Malahide Castle and Gardens is one of the many absolute must-see tourist attractions in Dublin. Parts of the castle date back to the 12th century and the castle itself is one of the oldest castles in all of Ireland. Set on a massive 260-acre site, the castle was built by the Talbot family and was owned by the family for over 800 years. Today, the castle houses a fantastic interactive exhibition area where you can learn all about the history of the Talbot family and the rumoured ghost residents of the castle too! Sounds interesting, right?!
The Talbot family played a significant role in one of Ireland’s most historically renowned battles – the Battle of the Boyne. This was one of the important events to take place in the 17th century and the Talbot family lost 14 of its members in this one great battle. Malahide Castle is home to one of the most famous portraits still in existence of the epic Battle of the Boyne.
Furniture from several ancient periods is still on display in the castle and the tour through the oak room, great hall and several drawing rooms is a real treat. The Great Hall has a distinct 18th and 19th century mix of décor while the oak room features carved panels depicting several scenes from biblical scriptures scenes including Adam and Eve, the Temptation, the Expulsion, and the Sale of Joseph.
Outside of the castle lies 22 acres of ornamental gardens, largely designed and planted during the reign of Lord Milo Talbot. It is believed that there is over 5,000 difference species and varieties of plants in the Malahide Castle gardens. There is even an interactive exhibition for botany enthusiasts, providing a further insight into the history of the gardens and its plants. The beautiful courtyard leading to the Visitor Centre at the Castle is also a stunning feature of the castle and gardens, and is surrounded by intriguing walled gardens.
Among the grounds of the castle lays Malahide Lodge, a beautiful old structure that’s so ornamental that it’s worth the visit alone. Indeed, there are many beautiful architectural structures to note as one walks the many pathways of the castle domain. Other points of interest include the ruins of the old Abbey, the burial ground containing the Talbot family vault, the three-arched bell turret, a mitred head carving and the holy water font.

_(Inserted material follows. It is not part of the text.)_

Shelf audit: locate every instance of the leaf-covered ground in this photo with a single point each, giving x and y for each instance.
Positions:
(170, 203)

If you want to visit an Irish tourist attraction that’s steeped in history and has been preserved extraordinarily well since its construction back in the 12th century, Malahide Castle should definitely be on your list of places to visit. How great would it be if you could return from your trip to Ireland with the bragging rights that you visited a real Irish castle? And not just any Irish castle…one of the oldest in the country! Between the castle itself, the demesne and the gardens, you will be able to capture some stunning photographs so come with a blank memory card and a good camera that will do the stunning area justice.